Liquid staking has grown significantly, surpassing decentralized lending and borrowing in terms of user engagement. With liquid staking, users can earn rewards for locking their crypto currencies on a blockchain network without sacrificing the liquidity of their funds.
Total Value in Liquid Staking Protocols Is Over $14.1 Billion
On Monday, the total value of cryptocurrencies put away in liquid staking protocols was a staggering $14.1 billion—making it the second largest crypto market sector as per DeFi Llama’s data source. Decentralized exchanges topped all other sectors with deposits amounting to $19.4 billion, whereas DeFi lending/borrowing protocols came third at $13.7 billion in terms of deposited value locked up within them.
The imminent Shanghai update for Ethereum is creating a buzz among investors, as it will be the first time that stakers can remove both their ETH and accrued rewards. Liquid staking has been the top-performing crypto sector of 2021, with its Total Value Locked (TVL) skyrocketing by almost 60%. This upgrade should enhance liquidity significantly; since December 2020, over 16.5 million ETH has gone into Ethereum’s Beacon Chain, out of which 42% was locked through liquid protocols like Lido.
Utilizing liquid staking protocols such as Lido, users gain derivative tokens like staked ether (stETH), which equates to their stake in a 1:1 ratio. Through these derivative tokens, additional yield can be created across DeFi protocols. This year alone has seen the impressive performance of Lido’s governance token LD0 skyrocket by 220%, outperforming both bitcoin and Ethereum substantially! CoinDesk data also shows that other rivaling platforms, such as Rocket Pool & Frax, have also had large gains with their governance tokens!
The Yield Difference May Also Be Effective in the Popularization of Liquid Stake
Liquid staking has become increasingly common compared to decentralized lending, which can be attributed to the difference in yields between these two sectors.
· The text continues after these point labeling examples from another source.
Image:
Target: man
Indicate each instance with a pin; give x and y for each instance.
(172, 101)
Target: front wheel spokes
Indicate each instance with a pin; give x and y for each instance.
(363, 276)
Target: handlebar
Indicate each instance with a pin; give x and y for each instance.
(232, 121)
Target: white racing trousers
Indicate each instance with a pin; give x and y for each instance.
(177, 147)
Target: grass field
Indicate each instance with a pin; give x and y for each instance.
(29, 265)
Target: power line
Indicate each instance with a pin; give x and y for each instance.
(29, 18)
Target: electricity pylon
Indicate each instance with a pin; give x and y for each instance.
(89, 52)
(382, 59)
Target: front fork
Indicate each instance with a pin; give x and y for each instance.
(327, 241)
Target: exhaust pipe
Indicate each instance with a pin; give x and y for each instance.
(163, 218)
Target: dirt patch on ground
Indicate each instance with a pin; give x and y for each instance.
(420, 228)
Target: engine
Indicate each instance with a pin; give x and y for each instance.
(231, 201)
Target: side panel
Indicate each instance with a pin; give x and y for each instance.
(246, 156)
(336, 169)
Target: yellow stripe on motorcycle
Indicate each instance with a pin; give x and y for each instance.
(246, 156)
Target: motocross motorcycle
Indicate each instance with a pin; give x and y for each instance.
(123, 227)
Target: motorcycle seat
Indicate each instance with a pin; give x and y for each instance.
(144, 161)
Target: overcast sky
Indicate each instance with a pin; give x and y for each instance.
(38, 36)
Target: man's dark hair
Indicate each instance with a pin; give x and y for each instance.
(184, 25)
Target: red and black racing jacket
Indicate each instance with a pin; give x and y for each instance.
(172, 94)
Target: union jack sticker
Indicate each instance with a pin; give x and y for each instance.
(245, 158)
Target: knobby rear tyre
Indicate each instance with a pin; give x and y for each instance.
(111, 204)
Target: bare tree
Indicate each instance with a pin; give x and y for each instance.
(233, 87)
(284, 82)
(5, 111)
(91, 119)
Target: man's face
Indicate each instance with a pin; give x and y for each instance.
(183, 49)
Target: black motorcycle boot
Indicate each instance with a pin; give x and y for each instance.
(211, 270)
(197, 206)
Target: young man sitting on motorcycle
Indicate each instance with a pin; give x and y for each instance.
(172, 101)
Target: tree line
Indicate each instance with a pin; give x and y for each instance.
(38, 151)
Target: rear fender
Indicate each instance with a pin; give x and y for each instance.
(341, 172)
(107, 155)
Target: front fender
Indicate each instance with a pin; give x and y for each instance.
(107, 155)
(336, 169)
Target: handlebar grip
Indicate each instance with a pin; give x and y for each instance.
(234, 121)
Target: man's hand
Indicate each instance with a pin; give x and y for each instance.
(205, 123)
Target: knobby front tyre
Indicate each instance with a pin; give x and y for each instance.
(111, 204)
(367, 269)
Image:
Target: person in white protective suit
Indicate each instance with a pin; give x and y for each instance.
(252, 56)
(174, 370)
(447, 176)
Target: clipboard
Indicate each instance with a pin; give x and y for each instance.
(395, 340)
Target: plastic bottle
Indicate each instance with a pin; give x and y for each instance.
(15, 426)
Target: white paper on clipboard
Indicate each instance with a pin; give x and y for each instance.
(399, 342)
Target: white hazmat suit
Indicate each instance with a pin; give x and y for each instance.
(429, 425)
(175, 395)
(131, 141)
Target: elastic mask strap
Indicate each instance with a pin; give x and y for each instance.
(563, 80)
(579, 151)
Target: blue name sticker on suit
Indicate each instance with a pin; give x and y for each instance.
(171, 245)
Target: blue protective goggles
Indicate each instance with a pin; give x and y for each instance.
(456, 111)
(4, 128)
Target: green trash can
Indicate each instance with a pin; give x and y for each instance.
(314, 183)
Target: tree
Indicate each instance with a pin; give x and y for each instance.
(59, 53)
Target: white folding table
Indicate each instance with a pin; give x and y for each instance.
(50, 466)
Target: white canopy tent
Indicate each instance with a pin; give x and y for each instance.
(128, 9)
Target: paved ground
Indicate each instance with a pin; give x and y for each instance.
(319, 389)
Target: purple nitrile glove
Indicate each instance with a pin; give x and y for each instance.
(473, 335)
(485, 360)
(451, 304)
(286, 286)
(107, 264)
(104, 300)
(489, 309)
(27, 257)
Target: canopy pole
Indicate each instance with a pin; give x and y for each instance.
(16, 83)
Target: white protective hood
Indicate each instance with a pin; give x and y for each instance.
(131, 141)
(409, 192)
For example, Lido – which holds over 75% of the liquid staking market share – offers an annual percentage return (APR) ranging from 4.8% on staked ether up to 6.3% APR for Polygon’s MATIC token, all higher than those available when going through Aave’s top stablecoins like USDT, USDC, or DAI.
Liquid staking is on the rise, with ETH being significantly lower than other layer 1 cryptocurrencies in terms of its percentage of supply staked. Markus Thielen, head of research and strategy at Matrixport, shared that only 14% of ETH is currently being stored versus 58%, which is average for coins operating in similar circumstances. Binance Research seconded this opinion when they forecasted a greater influx into staking protocols after the Shanghai upgrade. As such, it’s likely there will be an ongoing surge in interest regarding liquid staking.
According to Binance Research’s report this month, many individuals have been eagerly awaiting Shanghai to stake their ETH since its withdrawals will eliminate the liquidity risk and unknown lock-up period.